Monkey Mama and Monkey Son barely discussed the visit to Pace over their lunch in Chinatown, but immediately concurred that Pace held no attraction apart from its Acting program and Manhattan location.  Monkey Son will probably apply, but has little interest in attending should he not be accepted into the Acting B.F.A. program.  After lunch, we moved a little further uptown, to another “vertical campus” to visit one of the few colleges we are considering that does not offer an auditioned acting or performance major.

Monkeys Dip Their Toes Into the Water – The University of the Arts

20 Sep

Monkey Mama has decreed that her son apply to at least one school with rolling admissions, and we found the perfect candidate in our first campus visit: Ira Brind School of Theater Arts at The University of the Arts in Philadelphia.  Its acceptance rate is higher than many conservatory programs, and they conduct auditions in Philadelphia ahead of the frenzied “Unified” auditions in New York City (which will undoubtedly be the topic of at least one future post).  The University of the Arts is small, with no campus to speak of.  The closest thing to a “quad” is an alley between a residence hall and the main office building.  It has an unmistakable vibe to it, nevertheless, which Monkey Son cottoned to immediately.

The University draws distinct divisions between visual and performing arts, with some overlap in areas like film and stage design.  The performing arts majors include dance, acting, directing, musical theater, jazz studies, and playwriting.  All students are required to fulfill a liberal arts requirement of at least 42 credits, roughly one-third of their undergraduate course load.  UArts offers an attractive selection of courses that might appeal to the artistically inclined – literature, art history, anthropology, history, psychology, along with opportunities for minors and electives in other disciplines.  Students are also invited to cross register in “hard” subjects at the University of the Sciences Philadelphia for up to 18 credits, no more than one class per semester, up to six classes in total.

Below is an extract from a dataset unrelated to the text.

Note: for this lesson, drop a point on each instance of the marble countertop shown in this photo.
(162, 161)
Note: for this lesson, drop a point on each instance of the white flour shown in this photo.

Most upperclassmen prefer to live off campus, and so the scarcity of student housing isn’t considered a problem.  Freshmen are practically assured campus housing.  All dormitories are apartment-style.  We visited a unit with two small bedrooms, a common sitting area, a bathroom, and a kitchenette.

We toured with a young woman who hopes to pursue a B.F.A. in dance and although Monkey Son remained aloof while she spoke with some current dance majors outside the airy studios, he cannot have been oblivious to the lissome young women in the corridors.  Not surprisingly, women outnumber men in the dance department but the overal gender ratio at UArts is 58% women and 42% men.

UArts is located in the artistic and cultural center of Philadelphia, adjacent to the Kimmel Center, and within walking distance from City Hall.  The University actually owns the Merriam Theater, an ornate, 1,800-seat hall which it leases at a profit to touring shows and concerts.  Monkey Son was duly impressed by this facility, having expected to see only basic rehearsal spaces, or “black boxes.”  Monkey Mama was thrilled to hear The Sound of Philadelphia and Satin Soul piped out to the sidewalk from the Philadelphia Records store on the site of the great Gamble and Huff recording studio nearby.